Il a aussi mentionné, dans le domaine de la culture et de l'éducation, l'ouverture d'une antenne de la Sorbonne et la construction du Louvre d'Abou Dhabi.

Compte tenu de ces relations privilégiées, à la demande des autorités émiriennes, le Président de la République Nicolas Sarkozy a annoncé, en janvier 2008, la création d'une base militaire française - la première depuis cinquante ans. Cette implantation militaire française, également baptisée « Camp de la paix », a été créée dans le cadre de l'accord de défense qui lie la France et les Emirats depuis 1995 et qui vient d'être renégocié en janvier 2008.

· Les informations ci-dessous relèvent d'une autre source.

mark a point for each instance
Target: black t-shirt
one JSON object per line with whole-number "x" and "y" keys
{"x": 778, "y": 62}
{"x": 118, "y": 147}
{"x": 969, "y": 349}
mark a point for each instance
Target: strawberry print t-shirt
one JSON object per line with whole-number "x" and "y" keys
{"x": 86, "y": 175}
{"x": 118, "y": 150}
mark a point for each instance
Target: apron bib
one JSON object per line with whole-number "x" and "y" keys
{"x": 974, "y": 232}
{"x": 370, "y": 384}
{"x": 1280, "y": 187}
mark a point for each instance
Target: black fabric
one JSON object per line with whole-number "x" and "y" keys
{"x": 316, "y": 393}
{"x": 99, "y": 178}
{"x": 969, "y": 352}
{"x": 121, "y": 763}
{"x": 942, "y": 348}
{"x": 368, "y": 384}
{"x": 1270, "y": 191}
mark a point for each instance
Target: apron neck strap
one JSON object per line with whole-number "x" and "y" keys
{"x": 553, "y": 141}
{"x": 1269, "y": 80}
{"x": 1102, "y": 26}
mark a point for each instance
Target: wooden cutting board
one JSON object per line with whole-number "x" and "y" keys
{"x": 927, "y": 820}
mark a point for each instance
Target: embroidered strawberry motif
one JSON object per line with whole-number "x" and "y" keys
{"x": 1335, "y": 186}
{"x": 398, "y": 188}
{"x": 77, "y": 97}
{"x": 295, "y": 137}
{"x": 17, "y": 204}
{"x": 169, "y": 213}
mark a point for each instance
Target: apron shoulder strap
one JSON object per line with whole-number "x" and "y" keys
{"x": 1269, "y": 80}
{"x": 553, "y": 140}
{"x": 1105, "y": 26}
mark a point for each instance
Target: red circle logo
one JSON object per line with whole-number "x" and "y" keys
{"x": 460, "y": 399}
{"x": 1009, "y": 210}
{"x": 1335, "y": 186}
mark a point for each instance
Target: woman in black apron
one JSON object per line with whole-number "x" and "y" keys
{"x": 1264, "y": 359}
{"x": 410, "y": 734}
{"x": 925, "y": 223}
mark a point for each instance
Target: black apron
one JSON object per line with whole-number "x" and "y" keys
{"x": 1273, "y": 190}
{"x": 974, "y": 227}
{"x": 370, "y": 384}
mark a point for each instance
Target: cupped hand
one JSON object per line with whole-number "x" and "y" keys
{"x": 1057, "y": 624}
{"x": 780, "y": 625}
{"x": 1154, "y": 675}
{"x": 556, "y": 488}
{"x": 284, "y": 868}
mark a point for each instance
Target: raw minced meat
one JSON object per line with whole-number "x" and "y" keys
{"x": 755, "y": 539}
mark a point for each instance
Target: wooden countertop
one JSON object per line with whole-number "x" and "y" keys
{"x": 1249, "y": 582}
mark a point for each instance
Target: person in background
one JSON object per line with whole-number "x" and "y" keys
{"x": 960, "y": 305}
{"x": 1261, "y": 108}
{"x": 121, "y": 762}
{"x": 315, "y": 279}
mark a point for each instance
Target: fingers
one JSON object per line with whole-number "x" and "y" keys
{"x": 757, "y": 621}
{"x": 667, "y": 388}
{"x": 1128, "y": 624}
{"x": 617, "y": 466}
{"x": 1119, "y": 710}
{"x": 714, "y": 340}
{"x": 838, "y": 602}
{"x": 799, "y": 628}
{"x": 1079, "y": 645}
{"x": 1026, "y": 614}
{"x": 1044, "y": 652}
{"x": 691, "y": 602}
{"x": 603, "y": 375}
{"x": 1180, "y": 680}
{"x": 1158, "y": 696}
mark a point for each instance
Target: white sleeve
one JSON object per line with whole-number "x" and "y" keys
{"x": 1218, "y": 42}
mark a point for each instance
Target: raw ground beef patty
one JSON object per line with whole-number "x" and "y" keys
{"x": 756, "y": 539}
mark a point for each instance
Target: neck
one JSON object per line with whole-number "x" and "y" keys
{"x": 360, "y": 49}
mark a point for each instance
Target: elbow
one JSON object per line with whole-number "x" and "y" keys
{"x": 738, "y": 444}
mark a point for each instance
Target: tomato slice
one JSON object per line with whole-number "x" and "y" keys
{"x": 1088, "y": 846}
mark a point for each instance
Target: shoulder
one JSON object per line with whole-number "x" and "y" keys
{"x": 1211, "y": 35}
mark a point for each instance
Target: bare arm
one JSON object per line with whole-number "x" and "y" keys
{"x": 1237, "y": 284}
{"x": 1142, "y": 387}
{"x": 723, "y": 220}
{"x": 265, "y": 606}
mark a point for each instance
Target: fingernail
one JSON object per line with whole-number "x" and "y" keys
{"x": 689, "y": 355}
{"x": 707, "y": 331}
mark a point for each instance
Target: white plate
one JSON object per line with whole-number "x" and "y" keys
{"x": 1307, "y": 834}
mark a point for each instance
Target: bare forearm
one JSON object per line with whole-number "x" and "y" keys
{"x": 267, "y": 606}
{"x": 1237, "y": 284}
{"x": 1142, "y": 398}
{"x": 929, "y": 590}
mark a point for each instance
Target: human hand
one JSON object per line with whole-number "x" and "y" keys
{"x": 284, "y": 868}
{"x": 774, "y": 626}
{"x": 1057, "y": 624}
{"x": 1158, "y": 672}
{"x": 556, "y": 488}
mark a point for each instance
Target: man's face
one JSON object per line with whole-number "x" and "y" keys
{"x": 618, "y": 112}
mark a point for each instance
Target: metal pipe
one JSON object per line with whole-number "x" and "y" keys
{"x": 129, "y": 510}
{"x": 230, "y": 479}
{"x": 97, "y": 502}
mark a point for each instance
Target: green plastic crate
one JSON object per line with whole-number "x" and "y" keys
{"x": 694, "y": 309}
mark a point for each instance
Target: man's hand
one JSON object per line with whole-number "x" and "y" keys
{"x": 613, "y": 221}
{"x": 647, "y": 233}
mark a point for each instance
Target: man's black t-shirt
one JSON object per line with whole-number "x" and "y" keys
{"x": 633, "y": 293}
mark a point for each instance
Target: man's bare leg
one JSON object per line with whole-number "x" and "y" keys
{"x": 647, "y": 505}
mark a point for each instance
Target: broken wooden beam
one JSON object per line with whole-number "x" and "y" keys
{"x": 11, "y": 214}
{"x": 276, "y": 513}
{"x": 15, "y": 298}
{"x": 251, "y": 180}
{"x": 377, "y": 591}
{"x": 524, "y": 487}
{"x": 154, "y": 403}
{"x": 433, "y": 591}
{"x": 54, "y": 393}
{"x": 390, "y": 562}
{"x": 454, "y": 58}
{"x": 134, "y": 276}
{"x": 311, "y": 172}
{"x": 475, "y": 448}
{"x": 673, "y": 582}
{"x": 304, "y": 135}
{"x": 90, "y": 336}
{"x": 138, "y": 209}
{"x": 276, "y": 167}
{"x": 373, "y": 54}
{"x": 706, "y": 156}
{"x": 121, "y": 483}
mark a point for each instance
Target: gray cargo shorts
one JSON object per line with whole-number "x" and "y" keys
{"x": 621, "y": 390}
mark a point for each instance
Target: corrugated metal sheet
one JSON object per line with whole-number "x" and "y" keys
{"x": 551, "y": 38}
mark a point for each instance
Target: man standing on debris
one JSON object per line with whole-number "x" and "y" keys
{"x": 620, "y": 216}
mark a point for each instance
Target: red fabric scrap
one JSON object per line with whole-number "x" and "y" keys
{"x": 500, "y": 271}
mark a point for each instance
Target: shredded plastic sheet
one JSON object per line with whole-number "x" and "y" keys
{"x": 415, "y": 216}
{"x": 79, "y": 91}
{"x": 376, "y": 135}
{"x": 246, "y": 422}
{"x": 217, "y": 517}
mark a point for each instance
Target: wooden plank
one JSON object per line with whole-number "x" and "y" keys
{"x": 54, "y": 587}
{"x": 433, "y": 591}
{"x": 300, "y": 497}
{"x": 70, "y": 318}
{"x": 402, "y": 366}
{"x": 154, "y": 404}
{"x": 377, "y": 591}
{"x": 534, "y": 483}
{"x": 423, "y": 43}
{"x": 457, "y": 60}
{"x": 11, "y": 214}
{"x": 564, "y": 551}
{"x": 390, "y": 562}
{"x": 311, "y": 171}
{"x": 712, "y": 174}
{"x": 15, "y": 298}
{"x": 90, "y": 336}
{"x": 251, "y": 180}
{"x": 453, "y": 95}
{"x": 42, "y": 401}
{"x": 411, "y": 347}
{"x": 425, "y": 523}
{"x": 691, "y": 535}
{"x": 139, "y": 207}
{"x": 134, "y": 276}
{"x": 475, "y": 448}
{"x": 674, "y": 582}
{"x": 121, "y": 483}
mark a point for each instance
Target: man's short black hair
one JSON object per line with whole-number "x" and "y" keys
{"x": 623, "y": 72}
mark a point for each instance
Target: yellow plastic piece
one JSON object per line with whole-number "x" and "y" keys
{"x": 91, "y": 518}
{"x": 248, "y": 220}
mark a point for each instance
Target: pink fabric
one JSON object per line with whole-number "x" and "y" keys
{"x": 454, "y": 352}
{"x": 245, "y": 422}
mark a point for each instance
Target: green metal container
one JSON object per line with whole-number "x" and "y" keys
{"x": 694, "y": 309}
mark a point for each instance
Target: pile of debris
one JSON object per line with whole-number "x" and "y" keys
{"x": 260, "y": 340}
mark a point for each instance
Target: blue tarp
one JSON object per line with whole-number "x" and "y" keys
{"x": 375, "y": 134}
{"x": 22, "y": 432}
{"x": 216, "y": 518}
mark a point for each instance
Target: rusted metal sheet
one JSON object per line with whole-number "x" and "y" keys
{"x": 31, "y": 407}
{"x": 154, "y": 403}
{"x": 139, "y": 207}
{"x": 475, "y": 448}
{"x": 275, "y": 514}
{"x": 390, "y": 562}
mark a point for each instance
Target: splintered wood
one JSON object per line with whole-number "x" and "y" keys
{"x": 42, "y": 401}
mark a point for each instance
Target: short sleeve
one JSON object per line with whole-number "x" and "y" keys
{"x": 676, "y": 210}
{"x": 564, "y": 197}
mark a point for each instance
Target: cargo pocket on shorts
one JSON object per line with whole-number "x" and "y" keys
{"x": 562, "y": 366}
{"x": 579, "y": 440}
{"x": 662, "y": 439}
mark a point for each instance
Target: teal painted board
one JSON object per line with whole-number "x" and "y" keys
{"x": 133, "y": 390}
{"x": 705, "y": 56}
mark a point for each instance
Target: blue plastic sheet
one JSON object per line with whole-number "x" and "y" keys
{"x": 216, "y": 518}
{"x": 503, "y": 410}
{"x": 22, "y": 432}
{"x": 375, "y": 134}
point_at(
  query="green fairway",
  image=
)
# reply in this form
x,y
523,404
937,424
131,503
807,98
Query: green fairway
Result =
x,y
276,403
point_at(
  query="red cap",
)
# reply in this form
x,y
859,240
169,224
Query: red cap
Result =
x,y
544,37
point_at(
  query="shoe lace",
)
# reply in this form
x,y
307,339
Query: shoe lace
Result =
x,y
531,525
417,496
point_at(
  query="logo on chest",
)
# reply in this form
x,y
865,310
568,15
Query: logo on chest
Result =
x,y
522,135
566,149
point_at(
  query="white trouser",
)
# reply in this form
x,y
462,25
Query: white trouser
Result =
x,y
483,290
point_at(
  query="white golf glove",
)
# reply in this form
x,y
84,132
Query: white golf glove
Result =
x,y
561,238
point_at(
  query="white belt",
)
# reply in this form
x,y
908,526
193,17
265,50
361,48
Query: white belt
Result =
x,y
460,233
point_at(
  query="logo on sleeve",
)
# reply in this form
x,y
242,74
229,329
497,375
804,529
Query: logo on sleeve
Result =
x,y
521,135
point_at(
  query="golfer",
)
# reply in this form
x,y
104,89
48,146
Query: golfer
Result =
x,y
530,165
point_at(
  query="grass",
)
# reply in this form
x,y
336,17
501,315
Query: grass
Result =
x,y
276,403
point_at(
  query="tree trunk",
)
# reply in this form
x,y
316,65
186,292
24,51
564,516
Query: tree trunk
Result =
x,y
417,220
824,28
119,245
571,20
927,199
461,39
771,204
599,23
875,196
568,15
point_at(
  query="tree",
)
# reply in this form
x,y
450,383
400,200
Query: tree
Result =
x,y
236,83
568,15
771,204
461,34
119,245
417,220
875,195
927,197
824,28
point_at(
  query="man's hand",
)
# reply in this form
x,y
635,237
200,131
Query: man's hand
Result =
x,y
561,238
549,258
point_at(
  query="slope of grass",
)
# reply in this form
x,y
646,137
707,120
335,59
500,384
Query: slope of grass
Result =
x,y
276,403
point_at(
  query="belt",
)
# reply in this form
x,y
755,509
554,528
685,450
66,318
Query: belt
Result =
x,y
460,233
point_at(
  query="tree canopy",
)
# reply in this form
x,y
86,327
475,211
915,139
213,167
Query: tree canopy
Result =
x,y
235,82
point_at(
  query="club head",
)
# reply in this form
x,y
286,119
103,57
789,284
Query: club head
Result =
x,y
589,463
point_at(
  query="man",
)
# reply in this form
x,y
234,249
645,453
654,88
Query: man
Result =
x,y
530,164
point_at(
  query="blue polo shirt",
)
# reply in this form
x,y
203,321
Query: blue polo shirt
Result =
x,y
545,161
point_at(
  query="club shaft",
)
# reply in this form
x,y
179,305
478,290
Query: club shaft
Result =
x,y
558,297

a précisé que cette base était répartie sur trois sites différents :

- une base navale et de soutien logistique, qui dispose d'un quai permettant d'accueillir n'importe quel bâtiment de la marine nationale, à l'exception du porte-avion Charles de Gaulle ;

- un détachement permanent de l'armée de l'Air sur la base émirienne d'Al Dhafra, qui compte actuellement trois Mirages 2000-5 ;

- un camp d'entraînement au combat urbain et en zone désertique situé dans le vaste camp militaire émirien « Zayed Military City ».

Il a indiqué que les infrastructures, de très grande qualité avaient été entièrement construites et financées par les autorités émiriennes qui les mettent gratuitement à la disposition de la France, le coût de la construction étant estimé à 50 millions d'euros.

Il a précisé que le dispositif comptait actuellement une centaine de militaires, dont quarante permanents, mais qu'il devrait monter progressivement en puissance pour atteindre 500 hommes.

Il a indiqué que le budget de la base militaire française était de l'ordre de 20 millions d'euros, le soutien aux familles en représentant près de la moitié, compte tenu du prix très élevé des loyers.

Il a également souligné qu'une autre particularité de la base tenait à son caractère interarmées et à une externalisation très poussée, puisque l'ensemble des fonctions de soutien (administration, restauration, hébergement ou transports) sont mutualisées entre les trois armées et font largement appel à des entreprises locales.

Il a fait valoir que l'implantation militaire française aux Emirats arabes unis répondait à trois principales missions :

- entretenir une présence militaire française interarmées « dissuasive » ;

- constituer un point d'appui prioritaire dans le Golfe persique ;

- faciliter les activités d'entraînement, d'aguerrissement et de coopération.

À ces trois missions officielles, on peut en ajouter une quatrième qui consiste à servir de « vitrine technologique » pour faciliter nos exportations d'armement dans la région.

a estimé que la nouvelle implantation militaire française d'Abou Dhabi représentait un tournant géostratégique majeur pour notre pays.